An anonymizer implemented in Python attached. This anonymizer can work with v20, v22, or rumen log files. On doing anonymization, a private file with tables is created, and can be used to de-anonymize the anonymized trace. The tables file can be used in two ways, either grown incrementally or stand alone, when working with multiple traces.
Another file attached same.py is a simple Python script to compare two json-based trace files. It works similar to diff. Because json objects can be semantically equivalent even if keys in dictionaries are in different orders, so running diff directly on two files may not work as desired.
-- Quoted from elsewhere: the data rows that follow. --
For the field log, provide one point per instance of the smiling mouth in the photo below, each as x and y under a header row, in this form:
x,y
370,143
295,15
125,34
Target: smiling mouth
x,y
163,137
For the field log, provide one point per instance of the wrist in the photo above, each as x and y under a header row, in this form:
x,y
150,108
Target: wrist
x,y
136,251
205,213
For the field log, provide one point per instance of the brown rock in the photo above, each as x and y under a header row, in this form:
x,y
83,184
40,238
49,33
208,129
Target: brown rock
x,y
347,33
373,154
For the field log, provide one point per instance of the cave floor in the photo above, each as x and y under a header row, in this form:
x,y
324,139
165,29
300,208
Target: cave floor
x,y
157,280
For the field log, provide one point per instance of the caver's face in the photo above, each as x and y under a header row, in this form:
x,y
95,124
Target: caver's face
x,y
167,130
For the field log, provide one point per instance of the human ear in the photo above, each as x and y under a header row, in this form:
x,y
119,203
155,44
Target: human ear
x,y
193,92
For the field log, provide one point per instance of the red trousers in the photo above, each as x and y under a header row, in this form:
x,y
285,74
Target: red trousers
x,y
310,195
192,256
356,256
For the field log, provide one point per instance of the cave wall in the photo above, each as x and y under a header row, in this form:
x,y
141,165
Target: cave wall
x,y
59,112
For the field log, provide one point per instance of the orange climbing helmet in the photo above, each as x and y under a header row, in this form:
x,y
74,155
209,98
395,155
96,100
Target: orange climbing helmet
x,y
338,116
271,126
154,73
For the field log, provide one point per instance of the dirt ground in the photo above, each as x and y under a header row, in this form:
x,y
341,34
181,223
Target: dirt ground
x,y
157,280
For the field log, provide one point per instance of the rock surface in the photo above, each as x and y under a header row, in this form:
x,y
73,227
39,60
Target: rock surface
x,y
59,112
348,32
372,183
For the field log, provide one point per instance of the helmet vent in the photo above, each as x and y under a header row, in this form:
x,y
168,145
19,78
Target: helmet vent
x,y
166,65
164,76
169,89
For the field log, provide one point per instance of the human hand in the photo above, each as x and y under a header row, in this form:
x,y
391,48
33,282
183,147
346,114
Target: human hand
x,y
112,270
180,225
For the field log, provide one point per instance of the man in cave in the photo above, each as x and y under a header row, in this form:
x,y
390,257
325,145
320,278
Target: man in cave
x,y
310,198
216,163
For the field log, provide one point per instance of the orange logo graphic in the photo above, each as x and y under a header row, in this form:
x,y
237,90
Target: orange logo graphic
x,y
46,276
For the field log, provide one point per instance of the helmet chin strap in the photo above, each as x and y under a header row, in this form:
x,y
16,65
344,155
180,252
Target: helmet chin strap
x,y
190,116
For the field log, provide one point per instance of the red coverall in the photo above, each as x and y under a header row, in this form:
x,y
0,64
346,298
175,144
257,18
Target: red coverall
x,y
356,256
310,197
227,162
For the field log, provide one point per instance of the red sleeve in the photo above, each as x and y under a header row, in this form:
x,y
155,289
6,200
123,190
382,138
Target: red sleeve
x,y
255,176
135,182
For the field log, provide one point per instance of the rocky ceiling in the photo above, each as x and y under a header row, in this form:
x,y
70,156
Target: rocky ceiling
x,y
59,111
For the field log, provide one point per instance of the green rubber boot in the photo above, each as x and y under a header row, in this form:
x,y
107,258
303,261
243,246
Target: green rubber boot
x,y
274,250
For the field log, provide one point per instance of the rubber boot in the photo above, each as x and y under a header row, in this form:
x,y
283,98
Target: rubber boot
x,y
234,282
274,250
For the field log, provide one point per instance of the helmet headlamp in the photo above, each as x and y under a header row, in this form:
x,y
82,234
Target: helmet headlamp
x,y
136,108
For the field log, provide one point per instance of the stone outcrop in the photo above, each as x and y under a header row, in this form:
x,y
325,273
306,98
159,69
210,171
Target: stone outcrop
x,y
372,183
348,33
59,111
It outputs nothing if the two files represent the same trace, otherwise print the objects (which can be big anyway) that are different in the two files. v22 and rumen log files can be compared using this script. Keys in v20 script have fixed orders so v20 log files can be compared using diff directly.
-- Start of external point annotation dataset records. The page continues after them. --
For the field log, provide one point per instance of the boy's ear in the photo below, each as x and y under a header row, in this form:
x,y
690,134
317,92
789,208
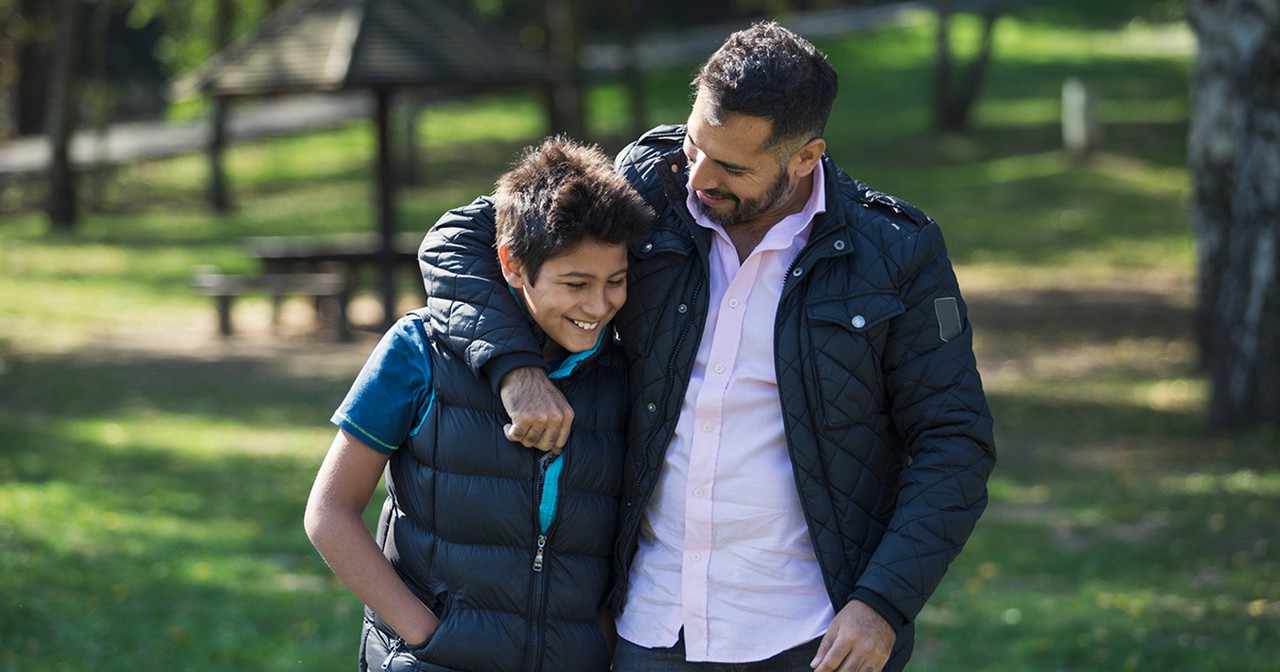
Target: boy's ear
x,y
511,268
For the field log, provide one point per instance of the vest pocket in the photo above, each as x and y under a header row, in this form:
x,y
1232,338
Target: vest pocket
x,y
846,343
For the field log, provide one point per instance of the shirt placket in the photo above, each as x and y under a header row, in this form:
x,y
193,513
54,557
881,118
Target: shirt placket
x,y
705,449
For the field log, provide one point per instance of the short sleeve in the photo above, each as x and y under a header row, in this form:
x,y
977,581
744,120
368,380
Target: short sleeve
x,y
393,391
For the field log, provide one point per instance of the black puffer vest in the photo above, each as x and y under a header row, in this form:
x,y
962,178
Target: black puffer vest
x,y
461,526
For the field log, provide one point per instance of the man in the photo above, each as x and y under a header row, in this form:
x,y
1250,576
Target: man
x,y
809,440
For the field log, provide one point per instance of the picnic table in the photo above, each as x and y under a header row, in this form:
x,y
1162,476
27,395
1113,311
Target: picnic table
x,y
325,268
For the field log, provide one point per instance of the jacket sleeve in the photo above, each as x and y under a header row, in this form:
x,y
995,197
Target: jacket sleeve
x,y
941,412
469,302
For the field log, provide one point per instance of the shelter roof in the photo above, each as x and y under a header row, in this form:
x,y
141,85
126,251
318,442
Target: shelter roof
x,y
328,45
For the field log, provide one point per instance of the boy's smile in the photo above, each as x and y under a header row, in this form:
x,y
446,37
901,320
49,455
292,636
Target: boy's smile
x,y
575,295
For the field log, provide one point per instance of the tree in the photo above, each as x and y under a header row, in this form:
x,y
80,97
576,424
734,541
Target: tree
x,y
218,190
955,90
62,205
1234,154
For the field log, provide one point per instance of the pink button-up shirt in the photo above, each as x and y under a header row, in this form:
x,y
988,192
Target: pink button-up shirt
x,y
725,549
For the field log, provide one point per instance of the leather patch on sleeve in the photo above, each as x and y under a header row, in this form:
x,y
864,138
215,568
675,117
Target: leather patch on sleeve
x,y
947,310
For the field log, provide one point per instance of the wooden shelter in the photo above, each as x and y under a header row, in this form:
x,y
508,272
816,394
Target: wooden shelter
x,y
380,46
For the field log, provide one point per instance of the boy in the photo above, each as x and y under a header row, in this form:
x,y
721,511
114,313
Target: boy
x,y
489,554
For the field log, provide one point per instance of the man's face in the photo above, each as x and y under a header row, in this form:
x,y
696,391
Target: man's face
x,y
737,179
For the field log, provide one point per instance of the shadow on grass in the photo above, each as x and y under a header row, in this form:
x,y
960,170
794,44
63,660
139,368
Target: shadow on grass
x,y
150,515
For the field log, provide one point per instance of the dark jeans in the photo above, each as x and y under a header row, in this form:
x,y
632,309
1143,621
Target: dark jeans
x,y
632,658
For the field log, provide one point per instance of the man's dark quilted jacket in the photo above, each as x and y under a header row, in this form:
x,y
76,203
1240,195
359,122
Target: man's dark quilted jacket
x,y
886,421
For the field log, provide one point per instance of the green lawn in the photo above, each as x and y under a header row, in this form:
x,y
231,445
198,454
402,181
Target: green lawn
x,y
152,476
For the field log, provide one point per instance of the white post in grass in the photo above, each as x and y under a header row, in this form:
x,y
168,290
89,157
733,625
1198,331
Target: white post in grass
x,y
1082,126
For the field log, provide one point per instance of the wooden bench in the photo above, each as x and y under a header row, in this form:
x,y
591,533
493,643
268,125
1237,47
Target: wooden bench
x,y
330,292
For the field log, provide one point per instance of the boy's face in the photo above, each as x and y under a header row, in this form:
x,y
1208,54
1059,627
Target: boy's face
x,y
575,295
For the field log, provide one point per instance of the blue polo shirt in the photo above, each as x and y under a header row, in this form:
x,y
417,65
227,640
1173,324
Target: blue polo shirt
x,y
392,394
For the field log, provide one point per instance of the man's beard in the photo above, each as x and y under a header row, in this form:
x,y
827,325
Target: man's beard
x,y
743,211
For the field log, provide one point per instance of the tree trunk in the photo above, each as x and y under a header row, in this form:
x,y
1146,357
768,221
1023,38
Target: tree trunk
x,y
1240,254
954,97
627,14
1211,158
219,190
62,206
31,30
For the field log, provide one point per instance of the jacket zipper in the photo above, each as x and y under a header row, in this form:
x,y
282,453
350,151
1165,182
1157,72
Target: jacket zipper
x,y
539,590
391,656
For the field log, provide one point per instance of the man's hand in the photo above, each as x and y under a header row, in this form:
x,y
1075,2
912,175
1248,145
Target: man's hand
x,y
540,417
858,640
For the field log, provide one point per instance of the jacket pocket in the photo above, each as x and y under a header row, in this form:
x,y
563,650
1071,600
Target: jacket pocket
x,y
846,343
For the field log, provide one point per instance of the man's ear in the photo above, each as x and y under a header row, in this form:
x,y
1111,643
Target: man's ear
x,y
807,159
511,268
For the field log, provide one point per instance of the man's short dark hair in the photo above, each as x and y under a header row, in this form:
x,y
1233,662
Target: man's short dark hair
x,y
769,72
561,193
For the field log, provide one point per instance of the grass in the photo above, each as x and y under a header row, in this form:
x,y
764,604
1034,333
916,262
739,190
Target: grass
x,y
152,476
1. In v22 and rumen-trace log files, multiple json objects are in one file, and separate by white spaces. Without the power of Java Jackson package, the Python json module can only load a json object from a string or a file. Currently, the scripts rely on detecting "}\n" as a whole line to determine ending of a json object. That may fail if the particular pattern occurs in a string object. A better implementation is similar to what Java Jackson does. An object should be found from a file, leaving the rest of the file still operational for further operations.
2. Sample rumen-trace and rumen-topology files are got from hadoop-mapreduce/src/test/tools/data/rumen/. These sample files seem to be generated from v20 log files, since "." are escaped as "\." in many fields. I'm not sure if rumen works with v22 log files, and if there are differences between rumen files generated from v22 log files and rumen files generated from v20 log files.